Publicado em 16 de janeiro de 2026 às 16h08.

As ações da Novo Nordisk dispararam mais de 8% nesta sexta-feira, 16, após dados iniciais de prescrições indicarem um começo promissor para o lançamento, nos Estados Unidos, do primeiro medicamento oral da empresa para tratamento da obesidade, baseado em GLP-1.

Em relatório, analistas do banco de investimentos americano TD Cowen avaliaram o desempenho inicial do medicamento como positivo, mas ressaltaram que ainda é cedo para tirar conclusões definitivas sobre a demanda. Segundo eles, será necessário acompanhar mais informações ao longo do tempo para entender o real ritmo de adoção do comprimido Wegovy, que chegou oficialmente ao mercado norte-americano em 5 de janeiro, após receber aprovação regulatória no fim de dezembro.

Mesmo com a cautela, os números iniciais reforçam as expectativas da farmacêutica dinamarquesa de recuperar participação de mercado frente à principal concorrente, a Eli Lilly, no segmento de medicamentos para obesidade e diabetes.

A Eli Lilly liderou o mercado no início de 2025 e também avança no desenvolvimento de soluções orais, com previsão de lançar seu próprio comprimido para obesidade nos próximos meses.

De acordo com análise do Leerink Partners, baseada em dados da consultoria IQVIA, cerca de 3,1 mil prescrições do Wegovy em versão oral foram preenchidas na primeira semana de comercialização, considerando o período encerrado em 9 de janeiro. Para efeito de comparação, o Zepbound, medicamento injetável da Eli Lilly para obesidade, registrou aproximadamente 1,3 mil prescrições na primeira semana e cerca de 8 mil na segunda, após sua estreia comercial, no fim de 2023.
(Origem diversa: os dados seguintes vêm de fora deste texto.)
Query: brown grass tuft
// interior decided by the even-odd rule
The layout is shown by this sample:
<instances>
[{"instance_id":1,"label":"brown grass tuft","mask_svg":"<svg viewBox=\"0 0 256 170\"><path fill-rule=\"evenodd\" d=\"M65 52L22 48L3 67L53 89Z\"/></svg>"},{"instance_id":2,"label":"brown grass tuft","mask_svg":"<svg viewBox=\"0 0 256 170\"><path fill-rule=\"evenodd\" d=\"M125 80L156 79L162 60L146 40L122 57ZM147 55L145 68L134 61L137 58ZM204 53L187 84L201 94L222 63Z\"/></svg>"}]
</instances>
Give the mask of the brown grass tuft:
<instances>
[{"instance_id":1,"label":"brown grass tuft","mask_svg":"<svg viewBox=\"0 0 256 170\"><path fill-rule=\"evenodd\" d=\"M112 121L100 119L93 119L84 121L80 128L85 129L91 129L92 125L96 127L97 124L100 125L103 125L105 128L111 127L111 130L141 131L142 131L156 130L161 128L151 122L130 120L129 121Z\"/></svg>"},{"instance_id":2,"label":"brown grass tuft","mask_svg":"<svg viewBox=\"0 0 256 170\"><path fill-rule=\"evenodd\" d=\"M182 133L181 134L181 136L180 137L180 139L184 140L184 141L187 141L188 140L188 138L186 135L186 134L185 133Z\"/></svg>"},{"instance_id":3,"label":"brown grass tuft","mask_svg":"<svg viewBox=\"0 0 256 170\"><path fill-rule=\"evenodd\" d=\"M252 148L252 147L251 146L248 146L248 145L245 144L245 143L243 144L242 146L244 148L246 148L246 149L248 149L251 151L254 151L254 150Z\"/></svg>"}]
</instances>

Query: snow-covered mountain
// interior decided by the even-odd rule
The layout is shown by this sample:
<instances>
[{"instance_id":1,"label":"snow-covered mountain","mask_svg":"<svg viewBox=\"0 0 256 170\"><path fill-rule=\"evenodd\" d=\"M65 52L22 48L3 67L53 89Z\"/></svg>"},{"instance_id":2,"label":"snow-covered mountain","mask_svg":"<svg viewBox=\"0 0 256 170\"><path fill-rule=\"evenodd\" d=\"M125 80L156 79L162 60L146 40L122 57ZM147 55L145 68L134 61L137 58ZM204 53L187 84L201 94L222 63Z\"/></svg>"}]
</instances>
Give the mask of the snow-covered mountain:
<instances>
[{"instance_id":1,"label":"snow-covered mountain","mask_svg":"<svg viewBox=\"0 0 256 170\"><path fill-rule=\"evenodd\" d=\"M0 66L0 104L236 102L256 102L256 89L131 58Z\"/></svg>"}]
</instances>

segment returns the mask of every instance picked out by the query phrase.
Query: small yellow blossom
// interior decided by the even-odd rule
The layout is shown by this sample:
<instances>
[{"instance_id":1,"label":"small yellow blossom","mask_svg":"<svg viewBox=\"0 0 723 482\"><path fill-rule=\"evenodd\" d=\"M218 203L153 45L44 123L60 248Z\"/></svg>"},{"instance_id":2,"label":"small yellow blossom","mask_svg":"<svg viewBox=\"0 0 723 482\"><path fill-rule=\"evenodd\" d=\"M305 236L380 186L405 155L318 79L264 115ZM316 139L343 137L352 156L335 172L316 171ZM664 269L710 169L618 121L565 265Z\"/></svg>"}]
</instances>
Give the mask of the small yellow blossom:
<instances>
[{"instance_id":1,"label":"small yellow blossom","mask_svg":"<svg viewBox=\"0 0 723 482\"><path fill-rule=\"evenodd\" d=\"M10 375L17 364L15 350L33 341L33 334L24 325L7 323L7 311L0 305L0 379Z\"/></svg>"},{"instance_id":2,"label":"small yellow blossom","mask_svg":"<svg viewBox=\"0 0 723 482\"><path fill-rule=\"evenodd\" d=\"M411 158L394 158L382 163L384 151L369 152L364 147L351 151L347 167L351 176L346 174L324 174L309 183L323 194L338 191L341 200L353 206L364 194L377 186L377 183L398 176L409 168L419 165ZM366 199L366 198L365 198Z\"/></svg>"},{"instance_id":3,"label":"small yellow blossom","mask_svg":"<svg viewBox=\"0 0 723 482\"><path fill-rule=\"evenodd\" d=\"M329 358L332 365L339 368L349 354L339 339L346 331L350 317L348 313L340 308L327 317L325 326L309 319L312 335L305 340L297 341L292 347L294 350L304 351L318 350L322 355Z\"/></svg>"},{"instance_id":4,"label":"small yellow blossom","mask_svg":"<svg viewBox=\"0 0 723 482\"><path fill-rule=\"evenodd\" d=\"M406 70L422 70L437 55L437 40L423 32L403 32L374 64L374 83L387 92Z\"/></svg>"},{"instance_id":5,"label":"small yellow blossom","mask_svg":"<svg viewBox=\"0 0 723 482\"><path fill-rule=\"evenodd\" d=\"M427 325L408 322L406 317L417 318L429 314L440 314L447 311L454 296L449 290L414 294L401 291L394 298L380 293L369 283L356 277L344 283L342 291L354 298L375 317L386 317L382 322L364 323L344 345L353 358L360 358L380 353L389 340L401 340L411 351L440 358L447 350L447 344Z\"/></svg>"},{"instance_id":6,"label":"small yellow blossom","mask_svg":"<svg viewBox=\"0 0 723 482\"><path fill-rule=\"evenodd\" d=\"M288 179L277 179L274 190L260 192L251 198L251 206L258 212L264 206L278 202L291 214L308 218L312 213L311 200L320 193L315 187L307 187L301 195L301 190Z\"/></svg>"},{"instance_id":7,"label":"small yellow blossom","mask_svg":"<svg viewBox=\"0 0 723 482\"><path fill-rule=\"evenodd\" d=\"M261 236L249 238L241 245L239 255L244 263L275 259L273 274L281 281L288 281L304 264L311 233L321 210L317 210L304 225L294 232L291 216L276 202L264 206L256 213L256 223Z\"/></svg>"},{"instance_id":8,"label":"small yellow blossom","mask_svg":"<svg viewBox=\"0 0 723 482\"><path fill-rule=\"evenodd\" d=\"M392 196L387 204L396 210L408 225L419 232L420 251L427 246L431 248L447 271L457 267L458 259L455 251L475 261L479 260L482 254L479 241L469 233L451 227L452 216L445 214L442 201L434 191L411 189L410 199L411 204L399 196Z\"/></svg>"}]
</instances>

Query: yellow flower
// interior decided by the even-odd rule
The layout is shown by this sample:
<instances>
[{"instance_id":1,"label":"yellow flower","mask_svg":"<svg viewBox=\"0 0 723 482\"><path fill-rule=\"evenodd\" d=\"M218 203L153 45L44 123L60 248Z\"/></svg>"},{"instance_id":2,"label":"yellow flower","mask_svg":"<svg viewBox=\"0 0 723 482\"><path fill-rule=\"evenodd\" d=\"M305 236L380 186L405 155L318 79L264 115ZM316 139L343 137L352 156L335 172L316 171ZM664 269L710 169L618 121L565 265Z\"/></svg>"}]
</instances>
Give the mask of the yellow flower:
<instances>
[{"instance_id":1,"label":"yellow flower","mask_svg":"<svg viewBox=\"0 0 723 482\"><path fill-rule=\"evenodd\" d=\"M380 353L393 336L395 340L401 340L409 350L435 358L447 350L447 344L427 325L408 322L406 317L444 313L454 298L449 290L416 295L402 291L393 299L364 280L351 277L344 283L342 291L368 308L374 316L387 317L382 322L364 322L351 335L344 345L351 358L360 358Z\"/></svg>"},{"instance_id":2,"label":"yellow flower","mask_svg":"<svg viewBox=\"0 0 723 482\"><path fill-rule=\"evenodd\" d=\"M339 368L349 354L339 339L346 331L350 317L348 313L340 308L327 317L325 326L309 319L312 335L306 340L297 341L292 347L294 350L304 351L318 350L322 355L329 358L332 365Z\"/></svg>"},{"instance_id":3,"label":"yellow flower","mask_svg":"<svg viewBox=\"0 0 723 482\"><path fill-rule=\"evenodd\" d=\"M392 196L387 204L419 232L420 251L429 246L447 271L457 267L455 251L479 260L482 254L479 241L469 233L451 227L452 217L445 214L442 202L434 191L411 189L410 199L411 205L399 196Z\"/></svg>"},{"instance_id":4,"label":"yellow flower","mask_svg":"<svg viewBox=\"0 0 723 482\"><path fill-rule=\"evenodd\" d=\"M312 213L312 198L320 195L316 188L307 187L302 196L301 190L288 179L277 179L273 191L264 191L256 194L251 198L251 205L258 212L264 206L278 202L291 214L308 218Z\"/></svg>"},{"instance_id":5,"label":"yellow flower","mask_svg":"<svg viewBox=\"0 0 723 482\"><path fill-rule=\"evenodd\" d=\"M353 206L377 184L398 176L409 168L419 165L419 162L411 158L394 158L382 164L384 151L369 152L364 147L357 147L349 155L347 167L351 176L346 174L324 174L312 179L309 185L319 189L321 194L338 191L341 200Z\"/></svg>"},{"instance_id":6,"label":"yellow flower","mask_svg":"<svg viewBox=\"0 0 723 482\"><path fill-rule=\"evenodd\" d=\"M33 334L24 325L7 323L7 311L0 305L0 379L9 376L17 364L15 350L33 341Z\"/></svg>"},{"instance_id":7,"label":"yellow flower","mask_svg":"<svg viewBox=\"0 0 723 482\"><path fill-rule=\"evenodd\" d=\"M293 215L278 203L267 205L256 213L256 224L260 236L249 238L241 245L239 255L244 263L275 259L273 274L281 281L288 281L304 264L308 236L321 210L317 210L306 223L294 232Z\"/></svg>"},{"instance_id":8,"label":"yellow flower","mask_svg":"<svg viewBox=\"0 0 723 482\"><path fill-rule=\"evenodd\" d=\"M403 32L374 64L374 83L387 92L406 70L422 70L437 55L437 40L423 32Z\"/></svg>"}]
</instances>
Já o TD Cowen citou números diferentes, obtidos a partir de dados da Symphony. Segundo essa base, aproximadamente 4,29 mil prescrições do comprimido da Novo Nordisk foram preenchidas na primeira semana completa de vendas, majoritariamente referentes à dosagem inicial. Os analistas destacaram ainda que tanto os dados da Symphony quanto os da IQVIA provavelmente não contemplam as vendas realizadas por meio do canal direto ao consumidor da própria empresa nem por parceiros de telemedicina.

Para o analista Michael Nedelcovych, do TD Cowen, se esses números se confirmarem, o desempenho do comprimido supera o de versões injetáveis em estágios equivalentes de lançamento. Ele pondera, no entanto, que comparações mais consistentes só devem ser possíveis nas próximas semanas e que uma avaliação mais clara do potencial do produto pode levar alguns trimestres.

Outro ponto observado é o papel do canal direto ao consumidor, visto como estratégico para impulsionar a adoção do medicamento oral. A expectativa é que esse formato possa ampliar o alcance do tratamento e acelerar o crescimento das vendas.

Apesar da vantagem inicial da Novo Nordisk, o cenário competitivo pode mudar com a entrada do comprimido da Eli Lilly, o orforglipron. Diferentemente do Wegovy oral, que é um medicamento peptídico e exige jejum de alimentos e bebidas por 30 minutos após a ingestão com água, o produto da concorrente é uma molécula pequena, sem esse tipo de restrição, o que pode facilitar a adesão dos pacientes.